Babylon Health sale collapses but UK business continues

As Babylon Health’s proposed sale to Swiss digital therapeutics firm MindMaze collapses, the tech firm says there will be no impact on the services it provides as the tech firm seeks “new strategic alternatives” for its UK business.

According to the company’s website in the UK, the tech firm partnered with the NHS to create Babylon GP at Hand, and has been “working with individual NHS Trusts to increase access to a patient-centric, digital-first model of care”.

In September of last year Bupa extended its partnership agreement with Babylon for a further three years to deliver digital health services to the insurer’s customers.

Health & Protection understands there should be no impact on the services Babylon Health provides to NHS GP at Hand, direct-to-consumer or private patients and members as it pursues options for its UK business.

Health & Protection also understands Babylon Health intends to continue to uphold the highest standards of care and service for patients and members and is committed to continuing its day to day operations and innovating its technology capabilities.

Health & Protection further understands Babylon has reopened its GP at Hand list to patients effective 7 August 2023 and is in active discussions with a number of potential investors and partners to secure the financial future and continuity of the UK operation, either as a standalone entity or in partnership with another body.

At the end of June, Babylon Health announced plans to delist from the New York Stock Exchange (NYSE), as it moved ahead with its plans to merge with MindMaze.

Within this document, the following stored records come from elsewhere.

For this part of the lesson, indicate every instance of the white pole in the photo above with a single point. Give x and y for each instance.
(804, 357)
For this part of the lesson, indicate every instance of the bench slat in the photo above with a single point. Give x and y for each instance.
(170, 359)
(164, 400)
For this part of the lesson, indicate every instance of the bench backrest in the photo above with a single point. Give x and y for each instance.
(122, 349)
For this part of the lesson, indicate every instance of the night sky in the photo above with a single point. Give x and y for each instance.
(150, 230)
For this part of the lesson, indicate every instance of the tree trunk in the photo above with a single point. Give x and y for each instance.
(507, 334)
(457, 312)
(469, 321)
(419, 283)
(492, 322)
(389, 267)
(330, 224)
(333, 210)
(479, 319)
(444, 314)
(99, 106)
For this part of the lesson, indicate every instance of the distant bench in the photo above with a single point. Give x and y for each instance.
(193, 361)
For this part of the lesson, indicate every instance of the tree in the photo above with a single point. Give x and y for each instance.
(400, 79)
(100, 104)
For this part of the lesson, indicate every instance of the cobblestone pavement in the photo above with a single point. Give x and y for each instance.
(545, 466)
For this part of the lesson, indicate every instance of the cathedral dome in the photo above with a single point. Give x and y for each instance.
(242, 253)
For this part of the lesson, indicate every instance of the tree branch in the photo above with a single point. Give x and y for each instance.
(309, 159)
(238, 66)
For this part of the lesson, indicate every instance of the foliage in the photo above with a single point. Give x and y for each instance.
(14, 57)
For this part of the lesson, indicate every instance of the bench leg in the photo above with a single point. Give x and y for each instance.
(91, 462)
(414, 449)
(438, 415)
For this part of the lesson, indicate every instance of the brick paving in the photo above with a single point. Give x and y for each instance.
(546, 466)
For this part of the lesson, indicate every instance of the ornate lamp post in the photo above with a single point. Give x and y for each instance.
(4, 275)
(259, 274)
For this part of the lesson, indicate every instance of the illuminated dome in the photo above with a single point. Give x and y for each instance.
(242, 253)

But in a filing issued on Monday (7 August) the firm revealed that its proposed deal announced on 23 June 2023 involving MindMaze and their European credit investment firm AlbaCore Capital Group will now no longer proceed.

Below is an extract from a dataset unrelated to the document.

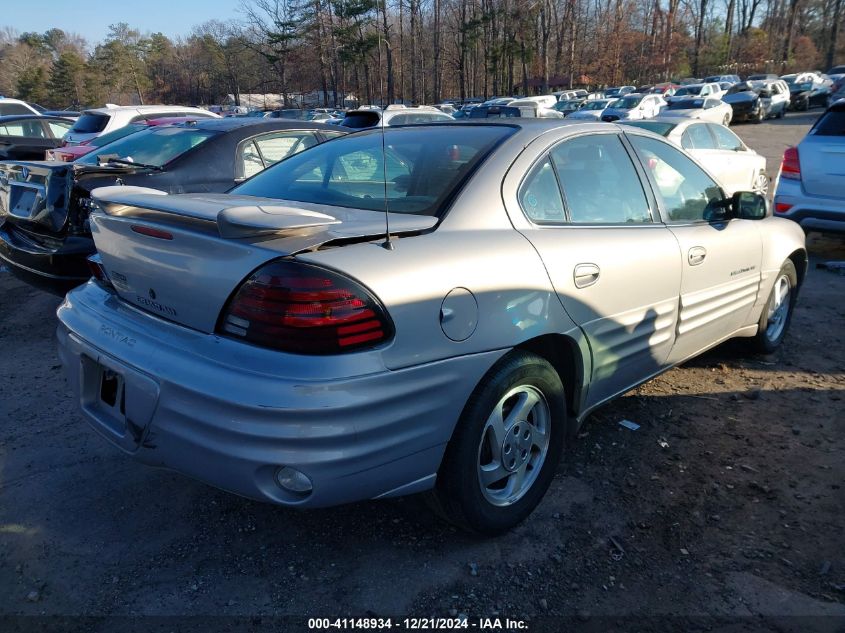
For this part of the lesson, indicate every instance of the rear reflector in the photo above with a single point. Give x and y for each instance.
(304, 309)
(151, 232)
(791, 165)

New strategic alternatives

Babylon is now exploring new strategic alternatives for its UK business and to exit from its core US business.

Babylon said that following its receipt of funding under its amended bridge notes facility with AlbaCore and has no binding commitment for additional financing to continue its business operations.

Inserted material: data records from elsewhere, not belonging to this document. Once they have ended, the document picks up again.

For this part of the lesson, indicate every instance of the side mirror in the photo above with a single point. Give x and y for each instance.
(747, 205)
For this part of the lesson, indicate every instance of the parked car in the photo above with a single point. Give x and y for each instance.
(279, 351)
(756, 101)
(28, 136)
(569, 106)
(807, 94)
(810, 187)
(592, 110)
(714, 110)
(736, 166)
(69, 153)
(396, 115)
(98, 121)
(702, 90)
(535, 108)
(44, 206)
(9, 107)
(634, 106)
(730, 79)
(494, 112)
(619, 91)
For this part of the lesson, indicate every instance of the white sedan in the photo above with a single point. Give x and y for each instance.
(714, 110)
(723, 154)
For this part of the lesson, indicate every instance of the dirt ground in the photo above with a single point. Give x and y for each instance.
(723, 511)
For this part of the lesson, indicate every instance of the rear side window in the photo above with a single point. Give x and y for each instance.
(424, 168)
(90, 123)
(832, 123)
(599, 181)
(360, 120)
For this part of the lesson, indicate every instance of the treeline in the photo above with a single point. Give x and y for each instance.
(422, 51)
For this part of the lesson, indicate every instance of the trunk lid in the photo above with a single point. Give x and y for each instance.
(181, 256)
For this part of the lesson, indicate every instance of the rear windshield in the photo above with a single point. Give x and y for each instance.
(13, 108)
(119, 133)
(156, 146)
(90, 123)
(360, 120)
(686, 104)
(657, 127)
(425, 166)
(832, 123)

Consequently, it is exploring new strategic alternatives in order to find the “best possible outcome for its UK business”.

According to the statement, the company said it “remains focused on continuing the day to day operations of its UK business, providing accessibility of its healthcare services and the highest standards of care for its patients and members” and is “pursuing the divestiture of its UK business to third parties that may provide financing to assure the continuity of the operations”.

But Babylon said it cannot provide assurance that any of these initiatives will result in it entering into a definitive agreement for completing a sale.

Across the Atlantic

Across the Atlantic, Babylon said it is exiting its core US business and plans to safely transition its US members to other providers, while continuing to pursue a third party sale.

In order to explore these opportunities for such a sale and enable business continuity, Babylon is in discussions with potential strategic partners to secure additional funding.

But Babylon warned it cannot provide assurance that it will be able to secure sufficient liquidity to fund the operations of the group’s businesses.

It added to the extent that Babylon is unable to secure additional financing and complete a third party sale of a particular business, the applicable entities of the group will file for bankruptcy protection or implement other alternatives for an orderly wind down and liquidation or dissolution.

That may include commencing Chapter 7 proceedings under the US Bankruptcy Code and/or a UK administration for the applicable entities of the group in the near term.

It added that any third party sale will be subject to AlbaCore’s rights under its debt agreements with Babylon, but that the aggregate proceeds of any such sales are not expected to exceed the total amount of the group’s indebtedness to AlbaCore.

As a result, any such transaction will not provide for any payment to Babylon’s Class A ordinary shareholders and other equity instrument holders.